La prisa se confabula con el mando, creyendo que así muestra fortaleza, sin reparar en que mandar es la prueba más palmaria de su debilidad. Además, que se note, a base de decretos, órdenes… con el único propósito de mantener un nivel de crispación bastante para confinar a la oposición.
¿Y el partido ganador de las últimas elecciones? Aparenta estar fuera de la política nacional, a pesar del poder autonómico y la mayoría absoluta en el Senado. Tiene prisa por comenzar a gobernar pero no sabe qué dirección tomar.
Los vascos —cinco escaños—, que «no se tiran a la piscina si no hay agua», se han visto obsequiados con el palacete y, a toda prisa, lo han registrado a su nombre.
Acción popular y reforma estructural
La limitación de la acción popular (vehículo de conveniencia que tantos disgustos ha dado a gobiernos de distinto signo) y la modificación del acceso de jueces y fiscales a la carrera judicial, vieja aspiración de la izquierda.

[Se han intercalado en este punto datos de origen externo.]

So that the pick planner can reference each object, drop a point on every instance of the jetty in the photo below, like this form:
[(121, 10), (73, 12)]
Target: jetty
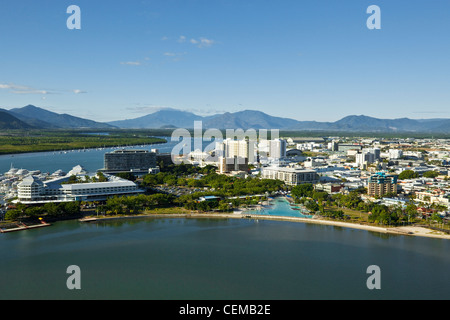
[(22, 226)]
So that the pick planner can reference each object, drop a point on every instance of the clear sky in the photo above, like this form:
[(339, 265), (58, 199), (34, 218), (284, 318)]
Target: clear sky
[(307, 60)]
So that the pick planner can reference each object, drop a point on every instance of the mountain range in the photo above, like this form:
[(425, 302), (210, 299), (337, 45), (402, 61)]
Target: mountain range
[(246, 119), (30, 117)]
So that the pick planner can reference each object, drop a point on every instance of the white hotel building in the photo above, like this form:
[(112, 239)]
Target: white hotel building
[(32, 190), (290, 176)]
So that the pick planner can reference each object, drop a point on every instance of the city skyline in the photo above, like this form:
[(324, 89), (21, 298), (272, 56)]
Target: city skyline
[(292, 59)]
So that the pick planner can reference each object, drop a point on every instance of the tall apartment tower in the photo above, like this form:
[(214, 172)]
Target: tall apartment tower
[(380, 184), (129, 160)]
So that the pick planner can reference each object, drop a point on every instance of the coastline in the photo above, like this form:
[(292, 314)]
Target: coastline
[(408, 231)]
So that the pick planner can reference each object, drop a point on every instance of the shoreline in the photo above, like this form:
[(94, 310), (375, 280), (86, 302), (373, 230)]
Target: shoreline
[(407, 231)]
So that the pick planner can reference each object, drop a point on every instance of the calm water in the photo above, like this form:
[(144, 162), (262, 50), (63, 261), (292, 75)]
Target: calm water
[(90, 159), (160, 258), (281, 207)]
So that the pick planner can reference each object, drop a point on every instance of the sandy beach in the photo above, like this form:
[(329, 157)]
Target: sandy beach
[(409, 230)]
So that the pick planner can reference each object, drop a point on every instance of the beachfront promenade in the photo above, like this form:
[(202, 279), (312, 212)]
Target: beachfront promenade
[(408, 230)]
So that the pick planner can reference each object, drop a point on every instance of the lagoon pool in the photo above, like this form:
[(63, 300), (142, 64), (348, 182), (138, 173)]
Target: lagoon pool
[(281, 207)]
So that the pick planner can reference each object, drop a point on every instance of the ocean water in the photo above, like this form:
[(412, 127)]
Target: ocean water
[(178, 258), (215, 258)]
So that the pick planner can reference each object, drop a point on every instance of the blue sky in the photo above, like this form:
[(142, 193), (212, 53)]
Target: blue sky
[(307, 60)]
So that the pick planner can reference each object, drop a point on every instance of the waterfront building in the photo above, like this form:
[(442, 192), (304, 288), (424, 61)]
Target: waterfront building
[(32, 190), (345, 147), (380, 184), (277, 149), (227, 165), (290, 176), (132, 160), (230, 149)]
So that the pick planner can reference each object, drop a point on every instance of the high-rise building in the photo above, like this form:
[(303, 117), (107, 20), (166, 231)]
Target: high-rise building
[(277, 148), (124, 160), (230, 149), (290, 176)]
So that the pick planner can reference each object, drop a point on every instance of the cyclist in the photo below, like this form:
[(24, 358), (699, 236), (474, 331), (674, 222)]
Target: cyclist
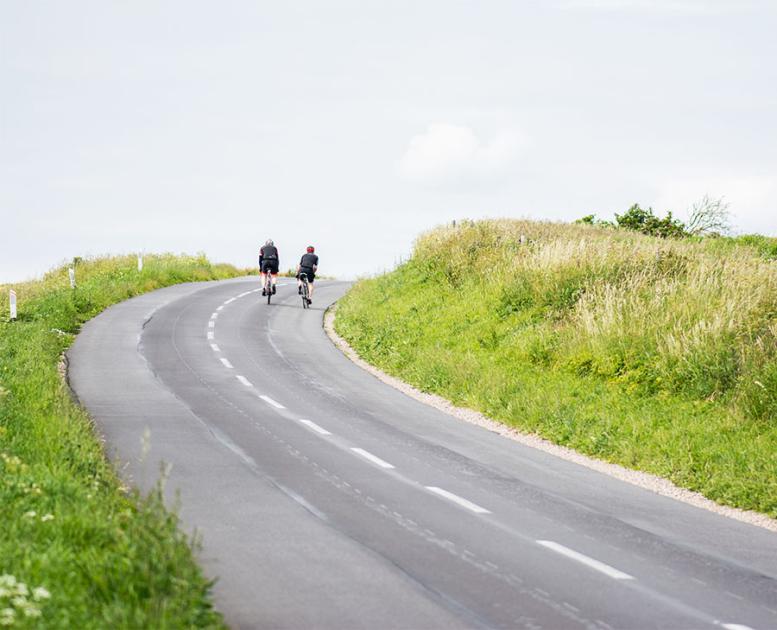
[(308, 265), (268, 263)]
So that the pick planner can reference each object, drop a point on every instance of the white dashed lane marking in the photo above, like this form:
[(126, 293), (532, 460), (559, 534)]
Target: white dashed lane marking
[(586, 560), (373, 458), (315, 427), (272, 402), (474, 507)]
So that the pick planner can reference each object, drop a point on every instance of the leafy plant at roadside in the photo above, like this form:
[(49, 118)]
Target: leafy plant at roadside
[(646, 222), (107, 557), (709, 217)]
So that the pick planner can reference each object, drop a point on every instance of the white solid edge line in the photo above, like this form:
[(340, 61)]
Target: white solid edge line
[(272, 402), (590, 562), (373, 458), (315, 427), (460, 500)]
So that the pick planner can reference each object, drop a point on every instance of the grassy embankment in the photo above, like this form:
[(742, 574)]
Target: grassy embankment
[(104, 557), (660, 355)]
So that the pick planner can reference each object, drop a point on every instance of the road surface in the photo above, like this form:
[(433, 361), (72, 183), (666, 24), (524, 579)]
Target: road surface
[(328, 499)]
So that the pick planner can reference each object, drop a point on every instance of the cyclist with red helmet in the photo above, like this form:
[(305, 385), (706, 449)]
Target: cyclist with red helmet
[(308, 265), (269, 263)]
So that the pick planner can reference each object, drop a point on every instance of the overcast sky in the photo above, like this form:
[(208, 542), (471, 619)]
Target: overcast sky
[(354, 125)]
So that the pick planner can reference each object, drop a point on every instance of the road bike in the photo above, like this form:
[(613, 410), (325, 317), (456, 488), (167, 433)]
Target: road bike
[(305, 290), (268, 285)]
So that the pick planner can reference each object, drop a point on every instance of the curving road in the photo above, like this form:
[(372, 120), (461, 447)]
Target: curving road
[(327, 499)]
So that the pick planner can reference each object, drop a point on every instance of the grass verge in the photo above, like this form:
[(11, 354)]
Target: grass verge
[(655, 354), (77, 549)]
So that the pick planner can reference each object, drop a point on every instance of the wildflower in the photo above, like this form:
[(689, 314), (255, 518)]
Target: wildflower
[(40, 593), (7, 616), (31, 611)]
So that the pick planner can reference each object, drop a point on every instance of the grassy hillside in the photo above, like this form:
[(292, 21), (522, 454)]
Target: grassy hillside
[(657, 354), (77, 550)]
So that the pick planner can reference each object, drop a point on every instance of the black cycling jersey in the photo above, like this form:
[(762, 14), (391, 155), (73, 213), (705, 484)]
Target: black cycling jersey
[(268, 252), (309, 260)]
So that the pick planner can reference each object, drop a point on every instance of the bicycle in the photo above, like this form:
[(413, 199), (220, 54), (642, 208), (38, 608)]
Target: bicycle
[(268, 285), (305, 290)]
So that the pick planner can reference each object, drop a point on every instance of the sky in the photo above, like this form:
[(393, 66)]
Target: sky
[(355, 125)]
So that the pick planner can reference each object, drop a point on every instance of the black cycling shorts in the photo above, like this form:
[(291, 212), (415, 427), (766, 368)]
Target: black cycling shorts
[(308, 272), (270, 265)]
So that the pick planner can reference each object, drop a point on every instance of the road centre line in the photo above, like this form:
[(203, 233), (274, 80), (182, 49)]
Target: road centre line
[(457, 499), (586, 560), (315, 427), (272, 402), (370, 457)]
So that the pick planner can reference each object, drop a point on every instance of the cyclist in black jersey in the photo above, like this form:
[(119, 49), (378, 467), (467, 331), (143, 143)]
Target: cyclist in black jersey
[(308, 265), (269, 263)]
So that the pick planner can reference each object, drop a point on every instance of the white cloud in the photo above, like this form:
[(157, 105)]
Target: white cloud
[(448, 152), (692, 7)]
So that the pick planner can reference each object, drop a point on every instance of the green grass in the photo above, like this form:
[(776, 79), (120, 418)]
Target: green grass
[(108, 557), (658, 355)]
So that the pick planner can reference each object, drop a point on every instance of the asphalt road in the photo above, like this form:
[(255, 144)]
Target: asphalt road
[(327, 499)]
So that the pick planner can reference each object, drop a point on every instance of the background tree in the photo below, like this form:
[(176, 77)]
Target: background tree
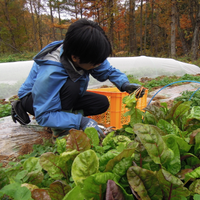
[(165, 28)]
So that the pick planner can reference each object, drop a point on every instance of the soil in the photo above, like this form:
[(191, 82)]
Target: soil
[(28, 147), (47, 134)]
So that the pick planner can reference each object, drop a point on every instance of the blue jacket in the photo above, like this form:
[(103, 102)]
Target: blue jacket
[(47, 77)]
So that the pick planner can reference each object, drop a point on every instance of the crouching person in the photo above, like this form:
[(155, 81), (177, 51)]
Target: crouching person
[(55, 89)]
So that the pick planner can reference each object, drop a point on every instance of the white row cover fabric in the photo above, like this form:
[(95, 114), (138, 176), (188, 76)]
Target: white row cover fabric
[(141, 66)]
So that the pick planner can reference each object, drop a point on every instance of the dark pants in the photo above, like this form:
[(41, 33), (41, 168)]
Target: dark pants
[(91, 103)]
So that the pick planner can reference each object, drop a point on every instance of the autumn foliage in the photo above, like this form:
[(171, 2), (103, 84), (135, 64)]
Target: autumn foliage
[(134, 27)]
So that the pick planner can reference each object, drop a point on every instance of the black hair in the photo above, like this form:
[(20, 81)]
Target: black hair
[(88, 41)]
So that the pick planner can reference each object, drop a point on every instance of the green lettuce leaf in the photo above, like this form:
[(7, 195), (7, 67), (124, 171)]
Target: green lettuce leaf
[(78, 140), (172, 187), (145, 183), (93, 135), (84, 165), (58, 190), (156, 147)]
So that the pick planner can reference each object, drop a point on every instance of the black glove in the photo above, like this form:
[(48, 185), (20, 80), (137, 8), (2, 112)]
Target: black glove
[(87, 122), (131, 87)]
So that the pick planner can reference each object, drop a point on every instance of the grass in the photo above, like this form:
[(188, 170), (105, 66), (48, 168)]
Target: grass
[(17, 57)]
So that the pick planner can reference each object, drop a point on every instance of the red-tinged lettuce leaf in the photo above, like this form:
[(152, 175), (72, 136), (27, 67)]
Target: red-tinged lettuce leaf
[(54, 165), (95, 185), (145, 183), (152, 140), (142, 159), (194, 187), (92, 134), (105, 158), (78, 140), (183, 172), (167, 127), (84, 165), (31, 187), (122, 166), (193, 135), (3, 178), (74, 194), (194, 113), (39, 194), (61, 145), (197, 144), (124, 154), (32, 164), (113, 191), (15, 191), (193, 174), (136, 117), (156, 112), (179, 114), (174, 165), (35, 177), (58, 190), (172, 187), (172, 110)]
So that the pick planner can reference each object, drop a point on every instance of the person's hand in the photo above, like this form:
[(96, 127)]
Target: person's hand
[(87, 122), (131, 87)]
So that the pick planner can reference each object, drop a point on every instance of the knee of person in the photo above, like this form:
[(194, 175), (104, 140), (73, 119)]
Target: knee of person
[(106, 102)]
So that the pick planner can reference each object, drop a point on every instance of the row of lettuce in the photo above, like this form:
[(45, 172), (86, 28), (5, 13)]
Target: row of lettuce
[(155, 156)]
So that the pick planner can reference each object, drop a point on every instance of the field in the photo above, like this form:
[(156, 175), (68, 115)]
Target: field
[(155, 156)]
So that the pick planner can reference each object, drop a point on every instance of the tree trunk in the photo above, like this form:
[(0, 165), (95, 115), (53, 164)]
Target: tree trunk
[(6, 13), (173, 28), (180, 32), (152, 32), (110, 22), (195, 39), (141, 5), (37, 12), (145, 30), (52, 20), (132, 36)]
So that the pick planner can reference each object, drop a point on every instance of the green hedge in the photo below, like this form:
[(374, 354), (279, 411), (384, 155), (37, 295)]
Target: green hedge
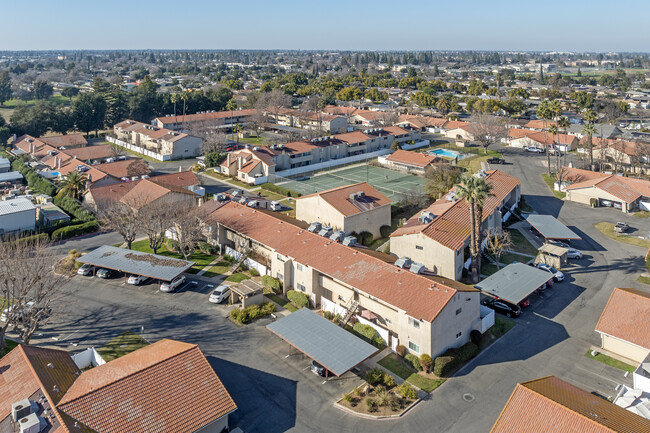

En los últimos años, las asociaciones han pedido que se convocaran más plazas a juez y la respuesta ha sido una sonora negativa. Al no haber convocatoria, se han nombrado jueces sustitutos.
Sin mayoría social ni parlamentaria, el Ejecutivo —ignorando la conveniencia, sugerida por Montesquieu, de no tocar las leyes «sino con mano temblorosa»— ha esprintado, con dos reformas sucesivas en menos de un mes.
Arguyendo la búsqueda de neutralidad, eficiencia y corrección de un supuesto sesgo conservador, el Gobierno que presenta querellas contra los jueces, los acusa de lawfare y legitima a prófugos e imputados, registró una propuesta para limitar las acusaciones populares y endurecer el régimen disciplinario de jueces y fiscales que emitan opiniones políticas.
Sin solución de continuidad, anunció la reforma integral del acceso a las carreras judicial y fiscal, con la intención de «adecuar» la actividad de la carrera judicial al siglo XXI. Incluyendo un artículo (342) ad hominem, redactado para descarrilar las candidaturas de dos magistrados por sus decisiones en la ley de amnistía y el caso Pegasus.
El anteproyecto de ley advierte la desconfianza que el poder ejecutivo tiene respecto de los jueces. Las intenciones estarían encaminadas a crear una judicatura a la medida, apostando por la renovación de la manera más rápida, vía sustitutos y cuarto turno.
Sin diagnóstico riguroso ni amplio consenso, con todas las opciones abiertas, incluido el adelanto electoral ¿tiene sentido, justamente ahora, una reforma estructural del Poder Judicial?
Cuando el barco ha encallado, los motores están parados, las velas arriadas, no afloja el remolino judicial y el objetivo es ocupar a toda prisa las instituciones públicas (judicatura) y privadas (Telefónica), más bien ninguno.